Sadly, Jamaica would be the last day of sunshine as a tropical storm was brewing. Upon arriving in George Town, Grand Cayman, the clouds began rolling in and it rained on and off throughout the day. That didn't deter Dean and Debbie's party at another of Jimmy Buffet's establishments. The day was filled with fun and laughter, contests, dancing, and more partying. I didn't get to see much of Grand Cayman due to the weather but it was another great day spent with rally-goers. After a few days together people were really getting comfortable and more outgoing, especially for HSR virgins like me. Many of the attendees were seasoned veterans of the HSR and different colored wristbands indicated to some degree how many times they'd been before.
On the sixth day of the cruise we landed on the shores of Cozumel, Mexico, and the two largest HSR parties held at Carlos'n Charlie's and, yep you guessed it, another Margaritaville. The weather was on and off rain again, but it was warm and made for a great day of wandering around the old shops in Cozumel. Cozumel was the least resorty of any of the stops and was the perfect place to explore. The city has an old feel with shops of every variety to peruse. The scene at the parties was crazy with bikes riding through the bar and lots of dancing and partying.
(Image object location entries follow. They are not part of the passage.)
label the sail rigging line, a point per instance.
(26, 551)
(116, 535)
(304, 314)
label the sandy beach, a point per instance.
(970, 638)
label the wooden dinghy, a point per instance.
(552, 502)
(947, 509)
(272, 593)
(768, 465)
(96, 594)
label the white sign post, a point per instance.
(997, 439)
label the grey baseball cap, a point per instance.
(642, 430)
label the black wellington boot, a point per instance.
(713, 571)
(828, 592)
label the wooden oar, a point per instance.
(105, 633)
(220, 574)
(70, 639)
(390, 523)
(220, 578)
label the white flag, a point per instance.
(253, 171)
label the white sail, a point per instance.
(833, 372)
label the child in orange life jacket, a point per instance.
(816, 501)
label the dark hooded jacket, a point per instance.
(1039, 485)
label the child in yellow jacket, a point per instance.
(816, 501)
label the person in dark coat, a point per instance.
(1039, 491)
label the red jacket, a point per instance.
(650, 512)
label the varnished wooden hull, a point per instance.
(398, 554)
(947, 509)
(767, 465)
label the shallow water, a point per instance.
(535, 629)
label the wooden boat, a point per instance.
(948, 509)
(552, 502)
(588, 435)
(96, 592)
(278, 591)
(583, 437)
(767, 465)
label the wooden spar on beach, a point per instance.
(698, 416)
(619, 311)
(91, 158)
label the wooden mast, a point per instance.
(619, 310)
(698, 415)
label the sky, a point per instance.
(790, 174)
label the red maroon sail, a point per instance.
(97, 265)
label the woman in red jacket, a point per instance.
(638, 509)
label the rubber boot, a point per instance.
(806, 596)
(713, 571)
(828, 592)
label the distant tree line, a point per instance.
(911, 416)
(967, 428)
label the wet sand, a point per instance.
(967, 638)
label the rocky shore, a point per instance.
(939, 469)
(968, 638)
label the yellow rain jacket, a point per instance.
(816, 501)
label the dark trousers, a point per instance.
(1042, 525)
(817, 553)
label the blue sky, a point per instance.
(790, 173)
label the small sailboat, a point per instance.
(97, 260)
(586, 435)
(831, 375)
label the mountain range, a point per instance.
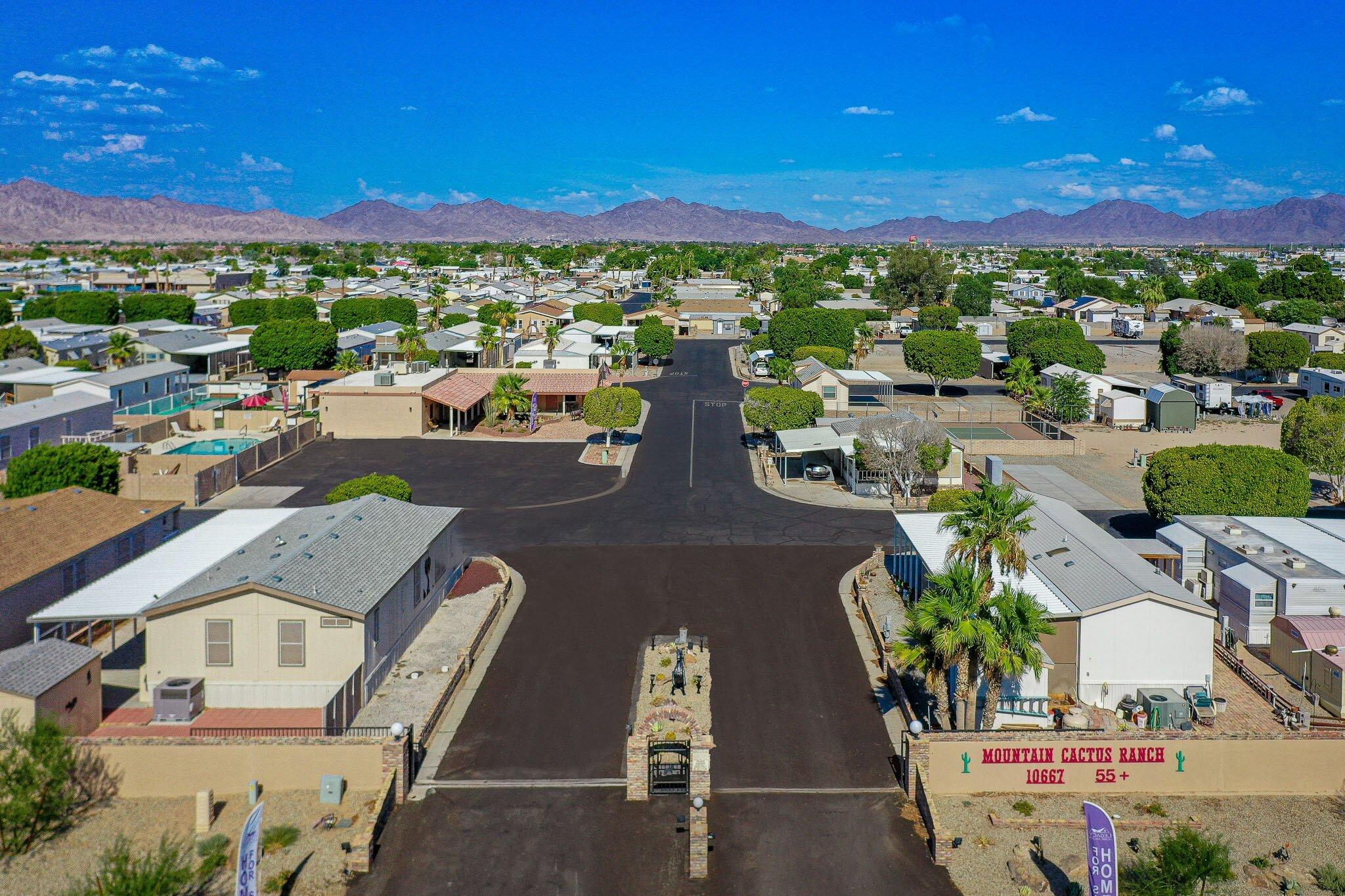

I almost missed the boat and got stranded in Mexico, but did manage to make it back to the ship thanks to a led-footed taxicab driver.
As the week went on it was easy to tell from the empty seats at dinner that the hectic party schedule was catching up to people. But, that didn't stop many of the revelers that boogied into the night at one of the three major clubs on board the ship. DJs spun the tunes while HSR attendees and the regular ship-goers hung out together. By the end of the week there was quite a bit of intermingling and lots of jealousy. At first I think many of the non-HSR guests were questioning our-less-than-traditional group of cruise passengers. But as the days went by, the non-riders learned what many of us did a long time ago: just how cool and non-threatening us biking types are.